Insight 3: The King’s "Second Scroll"

The most fascinating part of the law is the king’s requirement: "A king is commanded to write another Torah scroll for himself... in addition to the scroll which he possessed while a commoner." The king, who has the resources to hire the best scribes, must still have a personal, private copy that stays with him at all times—at war, in judgment, and at dinner.

This is the ultimate ROI for leadership: The product you sell to the world is not the same as the product you internalize. The king needs a scroll that is for his sovereignty, a constant reminder of the ethical constraints above his power. For a founder, this is your operating principle. You need your "private scroll"—the set of ethical non-negotiables that you read daily, regardless of what the public market or your shareholders are demanding. If your only "scroll" is the public-facing one (the pitch deck), you will lose your way when the pressure hits.

Policy Move

The "Founder-Code" Audit. Every quarter, leadership must conduct a "Scribal Audit" of a foundational process or product component.

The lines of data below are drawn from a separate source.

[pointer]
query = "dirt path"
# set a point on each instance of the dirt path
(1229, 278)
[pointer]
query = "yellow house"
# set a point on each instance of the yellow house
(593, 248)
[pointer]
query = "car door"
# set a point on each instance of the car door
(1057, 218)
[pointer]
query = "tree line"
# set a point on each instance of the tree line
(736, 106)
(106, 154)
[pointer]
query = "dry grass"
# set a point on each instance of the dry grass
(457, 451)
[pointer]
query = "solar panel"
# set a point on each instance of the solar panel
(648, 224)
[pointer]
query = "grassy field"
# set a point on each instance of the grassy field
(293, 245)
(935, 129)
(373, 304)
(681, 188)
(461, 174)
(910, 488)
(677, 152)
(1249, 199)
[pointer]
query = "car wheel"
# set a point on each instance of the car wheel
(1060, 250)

  1. Identify the Core: Select one system that is critical to the company’s identity (e.g., the core algorithm, the customer support philosophy, the hiring rubric).
  2. The "Hand-Write" Requirement: The founder or the product lead must spend at least 10 hours manually reviewing, re-drafting, or deep-diving into the raw source/logic of that system. No delegation, no summary reports from mid-level managers.
  3. The Metric: Track the "Scribal Debt" percentage: The number of foundational systems that have been audited by executive leadership vs. the total number of systems. If you can’t explain the "crowns on the letters" of your own product, you don't own it.

Board-Level Question

"We have reached a stage where we are scaling rapidly, but are we becoming mere 'purchasers in the marketplace' of our own industry? Which of our critical business functions have we completely outsourced or delegated to the point where we would be unable to rebuild them from scratch if the vendor or the system failed tomorrow? Are we building a 'king’s scroll'—a set of internal standards we hold ourselves to—or are we just managing the 'scroll' that was handed to us when we started?"

Takeaway

The Rambam teaches us that the goal of the work is not the finished object, but the act of the work itself. "If a person writes the scroll by hand, it is considered as if he received it on Mount Sinai."

In business, you are not paid for the result; you are paid for the depth of your conviction in the process. If you want a company that lasts, stop looking for ways to bypass the work. Pick up the pen. Rewrite your own foundations. If you don't build it yourself, you don't really have it.